The supercomputers will use the HPE Cray Supercomputing GX5000 architecture with the NVIDIA Vera Rubin platform, combining NVIDIA Vera CPUs, NVIDIA Rubin GPUs and NVIDIA Quantum-X800 InfiniBand networking.

Under the planned configuration, Mission will include NVIDIA Vera Rubin GPU nodes and 2,300 standalone NVIDIA Vera CPUs using the HPE Cray Supercomputing GX240 blade. Veritas will feature approximately 1,150 standalone NVIDIA Vera CPUs to complement NVIDIA Vera Rubin nodes. 

Veritas will arrive alongside Mission and Vision and serve the Laboratory Directed Research and Development program, helping accelerate agentic AI for science. The system will test these technologies for use in larger systems being built out at LANL. 

Researchers are adding a new tool for science with AI agents that can form hypotheses, choose tools, launch simulations, analyze outputs and refine the next step.
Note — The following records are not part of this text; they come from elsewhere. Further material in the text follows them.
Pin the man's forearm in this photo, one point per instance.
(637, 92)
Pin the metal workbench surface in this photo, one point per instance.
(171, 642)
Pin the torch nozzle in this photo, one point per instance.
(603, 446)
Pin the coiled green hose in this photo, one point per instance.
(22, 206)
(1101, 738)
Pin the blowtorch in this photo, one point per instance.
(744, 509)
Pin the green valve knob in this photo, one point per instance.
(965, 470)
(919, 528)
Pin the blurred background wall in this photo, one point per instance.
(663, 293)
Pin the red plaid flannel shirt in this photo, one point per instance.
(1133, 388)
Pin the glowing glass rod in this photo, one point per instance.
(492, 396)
LANL’s public work on URSA, the Universal Research and Scientific Agent — running on Venado and soon Mission and Vision — points in this direction: a modular, feedback-driven AI framework designed to help scientists brainstorm hypotheses, plan experiments, run simulations and analyze results. 

LANL demonstrated that the Vera CPU delivered 7x higher performance on URSA workloads than the CPUs in the Crossroads x86 supercomputer.
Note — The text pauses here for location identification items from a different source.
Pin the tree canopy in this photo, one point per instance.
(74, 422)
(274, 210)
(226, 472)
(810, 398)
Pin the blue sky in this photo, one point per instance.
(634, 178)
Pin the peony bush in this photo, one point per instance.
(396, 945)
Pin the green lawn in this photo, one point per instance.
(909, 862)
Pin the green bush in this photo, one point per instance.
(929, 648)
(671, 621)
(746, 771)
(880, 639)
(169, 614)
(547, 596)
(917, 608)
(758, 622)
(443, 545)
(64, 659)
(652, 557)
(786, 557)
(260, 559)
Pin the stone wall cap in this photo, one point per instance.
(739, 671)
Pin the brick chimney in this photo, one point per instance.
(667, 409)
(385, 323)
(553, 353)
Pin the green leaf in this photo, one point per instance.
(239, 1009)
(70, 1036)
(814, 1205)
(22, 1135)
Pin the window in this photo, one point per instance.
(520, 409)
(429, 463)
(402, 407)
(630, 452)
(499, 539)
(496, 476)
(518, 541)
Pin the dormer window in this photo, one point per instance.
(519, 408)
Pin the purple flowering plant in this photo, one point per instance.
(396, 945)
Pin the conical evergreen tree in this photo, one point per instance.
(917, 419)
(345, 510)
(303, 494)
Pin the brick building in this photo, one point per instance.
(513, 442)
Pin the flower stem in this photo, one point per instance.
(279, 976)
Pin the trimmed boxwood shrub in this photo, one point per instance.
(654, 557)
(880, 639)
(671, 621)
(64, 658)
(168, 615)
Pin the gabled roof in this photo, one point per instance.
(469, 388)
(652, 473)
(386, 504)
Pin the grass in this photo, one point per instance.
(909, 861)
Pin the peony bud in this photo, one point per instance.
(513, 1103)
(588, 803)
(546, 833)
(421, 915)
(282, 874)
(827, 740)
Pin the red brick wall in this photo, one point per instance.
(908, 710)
Vera CPU for Agents and Simulation

In LANL’s early testing of NVIDIA Vera CPUs on Branson — an open source Monte Carlo heat transfer simulation tool — Vera outperforms the CPUs used in the Crossroads x86 supercomputer by over 3x. 

These results were made possible by Vera, including its custom Olympus core, LPDDR5 memory and fast on-chip fabric. 
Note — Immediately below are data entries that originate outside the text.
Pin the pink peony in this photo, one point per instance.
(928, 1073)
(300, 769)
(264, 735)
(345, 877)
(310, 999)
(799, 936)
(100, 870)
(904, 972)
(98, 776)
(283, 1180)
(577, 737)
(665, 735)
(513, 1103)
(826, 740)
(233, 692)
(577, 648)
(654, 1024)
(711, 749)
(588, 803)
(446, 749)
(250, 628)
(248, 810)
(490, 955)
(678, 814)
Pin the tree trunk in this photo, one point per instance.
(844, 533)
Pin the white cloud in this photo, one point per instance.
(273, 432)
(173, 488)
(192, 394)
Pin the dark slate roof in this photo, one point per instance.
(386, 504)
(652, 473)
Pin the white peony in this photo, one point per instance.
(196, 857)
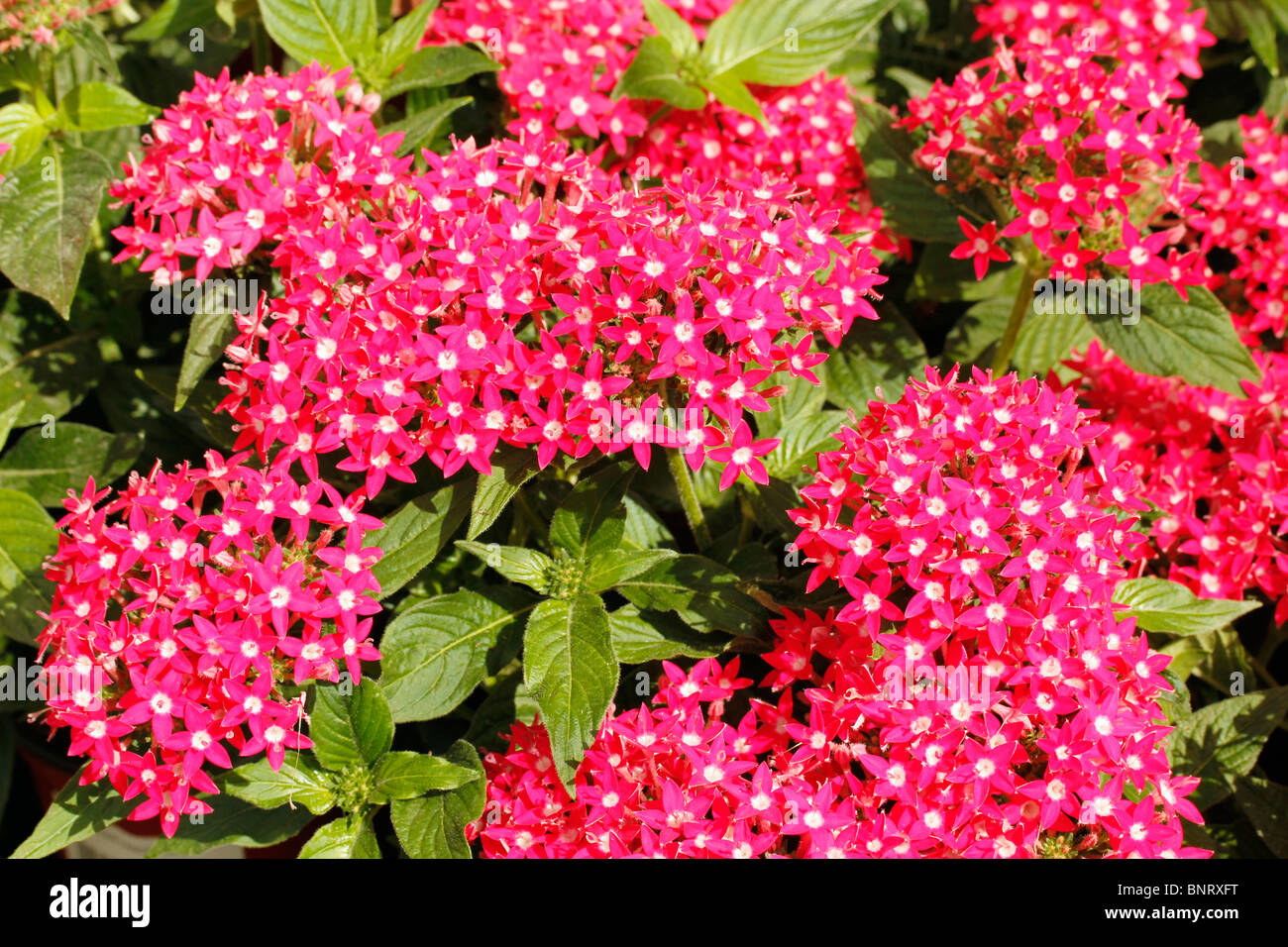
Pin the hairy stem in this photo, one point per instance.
(1022, 296)
(688, 497)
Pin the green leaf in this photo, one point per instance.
(1216, 656)
(77, 812)
(171, 18)
(416, 532)
(732, 91)
(421, 127)
(592, 519)
(786, 42)
(335, 33)
(1261, 34)
(207, 335)
(1266, 806)
(436, 652)
(642, 635)
(606, 570)
(438, 65)
(1048, 338)
(433, 826)
(27, 535)
(407, 775)
(7, 754)
(655, 73)
(300, 781)
(400, 40)
(355, 729)
(1222, 741)
(348, 836)
(1159, 604)
(519, 565)
(50, 379)
(507, 701)
(52, 204)
(95, 106)
(1194, 339)
(47, 468)
(643, 528)
(907, 193)
(872, 356)
(702, 592)
(802, 441)
(21, 127)
(673, 27)
(570, 667)
(511, 468)
(8, 415)
(974, 339)
(1176, 702)
(233, 822)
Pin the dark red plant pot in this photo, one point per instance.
(51, 772)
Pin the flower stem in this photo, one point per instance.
(1022, 298)
(688, 497)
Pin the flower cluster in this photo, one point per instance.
(516, 294)
(977, 696)
(1210, 464)
(1243, 210)
(1147, 35)
(977, 530)
(188, 607)
(668, 781)
(561, 64)
(1087, 161)
(807, 138)
(37, 21)
(232, 166)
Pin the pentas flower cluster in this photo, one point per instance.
(516, 294)
(559, 64)
(187, 608)
(977, 528)
(1211, 464)
(975, 697)
(1243, 209)
(235, 165)
(1162, 37)
(669, 781)
(807, 137)
(1086, 158)
(25, 22)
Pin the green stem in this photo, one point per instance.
(1022, 298)
(688, 497)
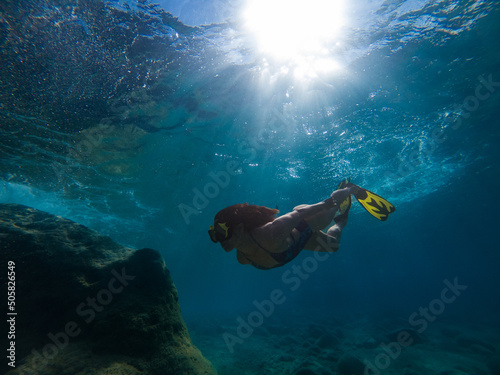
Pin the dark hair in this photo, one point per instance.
(250, 215)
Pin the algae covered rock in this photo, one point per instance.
(87, 305)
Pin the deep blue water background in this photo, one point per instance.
(402, 119)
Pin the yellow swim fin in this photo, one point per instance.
(373, 203)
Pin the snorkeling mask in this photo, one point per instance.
(220, 232)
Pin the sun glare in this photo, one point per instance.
(296, 33)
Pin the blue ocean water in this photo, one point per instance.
(143, 126)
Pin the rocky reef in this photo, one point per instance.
(82, 304)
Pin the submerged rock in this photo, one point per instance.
(86, 304)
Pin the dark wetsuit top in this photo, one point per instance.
(295, 248)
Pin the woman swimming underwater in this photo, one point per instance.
(266, 242)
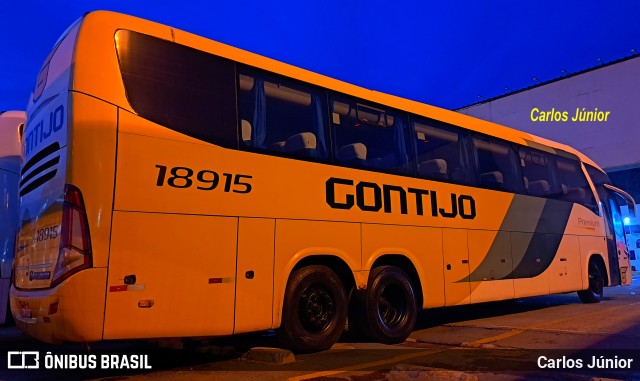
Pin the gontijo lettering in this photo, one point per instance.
(463, 206)
(43, 129)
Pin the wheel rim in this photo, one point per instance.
(317, 309)
(392, 305)
(595, 281)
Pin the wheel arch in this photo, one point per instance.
(407, 265)
(598, 259)
(334, 261)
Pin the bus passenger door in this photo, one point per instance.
(619, 265)
(456, 267)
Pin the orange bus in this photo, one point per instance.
(11, 122)
(174, 186)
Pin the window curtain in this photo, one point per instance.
(259, 114)
(316, 106)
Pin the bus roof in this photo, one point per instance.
(105, 23)
(10, 122)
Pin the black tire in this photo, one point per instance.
(390, 305)
(596, 285)
(314, 311)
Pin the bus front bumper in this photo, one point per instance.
(72, 311)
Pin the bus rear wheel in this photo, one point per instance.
(314, 311)
(390, 305)
(596, 285)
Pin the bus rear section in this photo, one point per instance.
(11, 122)
(58, 290)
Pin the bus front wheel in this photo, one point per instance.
(596, 285)
(390, 305)
(314, 311)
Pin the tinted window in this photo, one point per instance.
(281, 116)
(573, 183)
(537, 167)
(441, 152)
(369, 136)
(597, 176)
(184, 89)
(497, 165)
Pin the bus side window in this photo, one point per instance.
(367, 136)
(281, 117)
(497, 165)
(574, 185)
(536, 172)
(184, 89)
(441, 153)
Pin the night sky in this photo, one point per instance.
(449, 54)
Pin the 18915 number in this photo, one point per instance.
(183, 177)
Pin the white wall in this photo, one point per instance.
(615, 88)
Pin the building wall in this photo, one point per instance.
(613, 144)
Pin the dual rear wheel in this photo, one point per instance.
(316, 306)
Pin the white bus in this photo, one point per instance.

A single Vera CPU outperforms a single socket x86-based CPU by more than 3x while providing more than 4x the memory per core and 6x the memory per node. Ultimately, this means faster  scientific results for LANL.

All of the lab’s supercomputers were codesigned by hardware architects, system software developers, domain scientists, computer scientists and applied mathematicians — helping ensure systems are shaped by real scientific workloads, not abstract benchmarks alone. 

Building on Generations of LANL Systems

Mission, expected to be operational in 2027, will be the fifth Advanced Technology System in the National Nuclear Security Administration’s Advanced Simulation and Computing program and will replace Crossroads for classified national security workloads. 

Vision, also expected to be operational in 2027, will serve as a resource for fundamental science, including materials and nuclear science, energy modeling, biomedical research and AI — letting more scientists test methods, train models and explore ideas before moving into higher-consequence work.

The work extends more than a decade of LANL and NVIDIA’s deep collaboration on CPUs, from Grace to Vera, using extreme codesign for LANL simulation workloads.

The three new supercomputers build on Venado, the HPE Cray EX supercomputer installed at Los Alamos in 2024 with NVIDIA GH200 Grace Hopper Superchips and NVIDIA Grace CPU Superchips.